我有一个带有master和a分支的存储库,在这两个分支之间有很多合并活动。当分支A基于master创建时,我如何在我的存储库中找到提交?

我的存储库基本上是这样的:

-- X -- A -- B -- C -- D -- F  (master) 
          \     /   \     /
           \   /     \   /
             G -- H -- I -- J  (branch A)

我正在寻找修订A,这不是git merge-base(——all)找到的。


当前回答

有时这实际上是不可能的(除了一些例外情况,您可能幸运地拥有额外的数据),这里的解决方案不会起作用。

Git不保存历史引用(包括分支)。它只存储每个分支(头)的当前位置。这意味着随着时间的推移,你可能会丢失git中的一些分支历史。举个例子,每当你分支的时候,它就会立刻失去原来的那个分支。分支所做的就是:

git checkout branch1    # refs/branch1 -> commit1
git checkout -b branch2 # branch2 -> commit1

您可以假设第一个提交的是分支。情况往往如此,但也不总是如此。在上述操作之后,没有什么可以阻止您首先提交到任何一个分支。此外,git时间戳不能保证可靠。直到您对两者都做出承诺,它们才真正在结构上成为分支。

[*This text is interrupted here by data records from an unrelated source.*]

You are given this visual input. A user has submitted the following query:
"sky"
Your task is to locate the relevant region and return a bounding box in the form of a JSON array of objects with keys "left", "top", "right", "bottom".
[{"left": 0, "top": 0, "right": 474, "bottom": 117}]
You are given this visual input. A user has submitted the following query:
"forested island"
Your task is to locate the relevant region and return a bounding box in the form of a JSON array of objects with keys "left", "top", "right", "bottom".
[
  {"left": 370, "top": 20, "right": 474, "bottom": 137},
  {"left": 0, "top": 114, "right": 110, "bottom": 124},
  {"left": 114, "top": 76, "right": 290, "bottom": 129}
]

在图中,我们倾向于概念性地对提交进行编号,但是当提交树分支时,git没有真正稳定的序列概念。在这种情况下,您可以假设数字(表示顺序)是由时间戳决定的(当您将所有时间戳设置为相同时,看看git UI如何处理事情可能会很有趣)。

这是人类在概念上的期望:

After branch:
       C1 (B1)
      /
    -
      \
       C1 (B2)
After first commit:
       C1 (B1)
      /
    - 
      \
       C1 - C2 (B2)

这是你实际得到的结果:

After branch:
    - C1 (B1) (B2)
After first commit (human):
    - C1 (B1)
        \
         C2 (B2)
After first commit (real):
    - C1 (B1) - C2 (B2)

你会假设B1是原来的分支,但实际上它可能只是一个死分支(有人签出了-b,但从未提交给它)。直到你提交这两个,你才会在git中得到一个合法的分支结构:

Either:
      / - C2 (B1)
    -- C1
      \ - C3 (B2)
Or:
      / - C3 (B1)
    -- C1
      \ - C2 (B2)

You always know that C1 came before C2 and C3 but you never reliably know if C2 came before C3 or C3 came before C2 (because you can set the time on your workstation to anything for example). B1 and B2 is also misleading as you can't know which branch came first. You can make a very good and usually accurate guess at it in many cases. It is a bit like a race track. All things generally being equal with the cars then you can assume that a car that comes in a lap behind started a lap behind. We also have conventions that are very reliable, for example master will nearly always represent the longest lived branches although sadly I have seen cases where even this is not the case.

这里给出的例子是一个保存历史的例子:

Human:
    - X - A - B - C - D - F (B1)
           \     / \     /
            G - H ----- I - J (B2)
Real:
            B ----- C - D - F (B1)
           /       / \     /
    - X - A       /   \   /
           \     /     \ /
            G - H ----- I - J (B2)

Real here is also misleading because we as humans read it left to right, root to leaf (ref). Git does not do that. Where we do (A->B) in our heads git does (A<-B or B->A). It reads it from ref to root. Refs can be anywhere but tend to be leafs, at least for active branches. A ref points to a commit and commits only contain a like to their parent/s, not to their children. When a commit is a merge commit it will have more than one parent. The first parent is always the original commit that was merged into. The other parents are always commits that were merged into the original commit.

Paths:
    F->(D->(C->(B->(A->X)),(H->(G->(A->X))))),(I->(H->(G->(A->X))),(C->(B->(A->X)),(H->(G->(A->X)))))
    J->(I->(H->(G->(A->X))),(C->(B->(A->X)),(H->(G->(A->X)))))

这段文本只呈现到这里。